En montagne

Novembre 2023
Souvenirs d'en haut.

Retour au début

J'avais imaginé parcourir mon stock de photos, sélectionner quelques images intéressantes et les partager simplement. Mais il s'est passé autre chose.
Il s'est passé que ça m'a remué émotionnellement, vraiment fort. J'ai cherché à voir ce qui se jouait. Je partage cela aussi, du coup subséquemment.

J'ai fait un peu de montagne, en couple. Nous avons progressé ensemble, acquis de l'autonomie, créé quelques beaux souvenirs.
Puis nous avons fait deux enfants.
J'ai persévéré quelques années avec des copains-papa-aussi. Et puis plus grand chose. J'ai fait le choix d'être disponible, même si ça n'a pas toujours été une réussite.
Ça a le goût d'une fin, comme si mes expériences montagnardes ne pouvaient plus faire partie que du passé. Et une part de moi est très triste avec cela.

Écrivant cela, je suis bien conscient que ce n'est que mon expérience d'un instant.
Farfouiller dans mes souvenirs a simplement participé à l'émergence de l'idée que c'était terminé. Mais je ne suis pas obligé de cultiver cette idée, ni même de la croire !

Aussi, depuis l'époque des photos, il s'est invité quelque chose chez moi, que je vais nommer conscience écologique : je ne peux plus faire deux heures de voiture pour aller crapahuter quelque part – je ne fais plus ce genre de projet.
Et j'observe que si je ne suis pas seul dans cette démarche, je fais néanmoins partie d'une exception.
Du point de vue de ce qui se joue en moi (ça m'a pris quelques jours à détricoter) :

  • il y a de la colère, provoquée par la pression que nous continuons d'exercer, pour notre plaisir, sur l'espace naturel montagnard
  • il y a de la jalousie, dirigée vers ceux qui en profitent malgré tout – et cette jalousie-là j'ai bien du mal à la dispenser d'un (méchant) jugement
  • et il y a de la tristesse parce qu'être en colère, jaloux et jugeant ça me rend vraiment très triste.

Et je prendrai grand soin à laisser toutes ces émotions se déployer (naître puis mourir) dans mon espace intérieur, et me garderai bien de les nourrir ou de leur offrir un agir !

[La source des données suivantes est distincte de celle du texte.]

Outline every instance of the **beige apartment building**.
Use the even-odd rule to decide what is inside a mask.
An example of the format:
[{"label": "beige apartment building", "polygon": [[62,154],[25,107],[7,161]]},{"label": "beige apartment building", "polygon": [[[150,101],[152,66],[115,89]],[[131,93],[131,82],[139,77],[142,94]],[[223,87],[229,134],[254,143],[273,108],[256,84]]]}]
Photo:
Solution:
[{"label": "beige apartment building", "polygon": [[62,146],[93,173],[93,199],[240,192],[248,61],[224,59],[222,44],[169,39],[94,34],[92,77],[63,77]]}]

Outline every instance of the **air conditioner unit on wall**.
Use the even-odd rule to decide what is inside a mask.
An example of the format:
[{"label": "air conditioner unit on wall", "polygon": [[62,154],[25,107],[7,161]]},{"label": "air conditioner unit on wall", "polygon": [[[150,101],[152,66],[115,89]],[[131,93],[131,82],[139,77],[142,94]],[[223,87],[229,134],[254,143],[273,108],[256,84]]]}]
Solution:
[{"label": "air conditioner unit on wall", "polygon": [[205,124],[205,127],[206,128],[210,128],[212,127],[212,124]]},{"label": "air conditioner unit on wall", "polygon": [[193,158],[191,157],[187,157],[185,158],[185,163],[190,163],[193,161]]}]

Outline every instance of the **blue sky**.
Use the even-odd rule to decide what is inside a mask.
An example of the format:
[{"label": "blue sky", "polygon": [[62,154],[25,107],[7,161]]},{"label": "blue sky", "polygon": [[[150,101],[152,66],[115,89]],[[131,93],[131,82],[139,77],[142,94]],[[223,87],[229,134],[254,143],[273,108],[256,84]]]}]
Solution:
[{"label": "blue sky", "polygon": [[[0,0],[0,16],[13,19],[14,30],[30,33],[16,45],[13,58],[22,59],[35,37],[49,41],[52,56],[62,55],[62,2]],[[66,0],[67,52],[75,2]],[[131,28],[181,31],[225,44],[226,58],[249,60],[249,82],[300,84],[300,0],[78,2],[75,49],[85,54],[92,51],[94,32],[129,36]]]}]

Ce que je trouve finalement intéressant, c'est de découvrir à quel point je suis focalisé sur quelque chose qui se termine, alors qu'autre chose émerge et réclame manifestement mon attention.
Ce que j'ai l'élan à terminer, c'est une relation à la montagne basée sur la performance et une certaine esthétique – le rêve d'alpinisme que j'ai cultivé à grands renforts de littérature héroïque et d'images photoshopées ?
Ce que j'ai l'élan à commencer, c'est une relation au sauvage basée sur la contemplation, le ressenti, la symbiose.

Achèvement et commencement.
Entre les deux, l'espace d'un instant : rien.
Il faudra pourtant bien le faire, ce pas !

On perd souvent plus d’énergie à avoir peur qu'à essayer.
― Stéphanie Bodet

En guise de conclusion, je vous confierai que cette dynamique de cécité + résistance au changement est bien plus globale que cette anecdotique histoire de pratique de la montagne.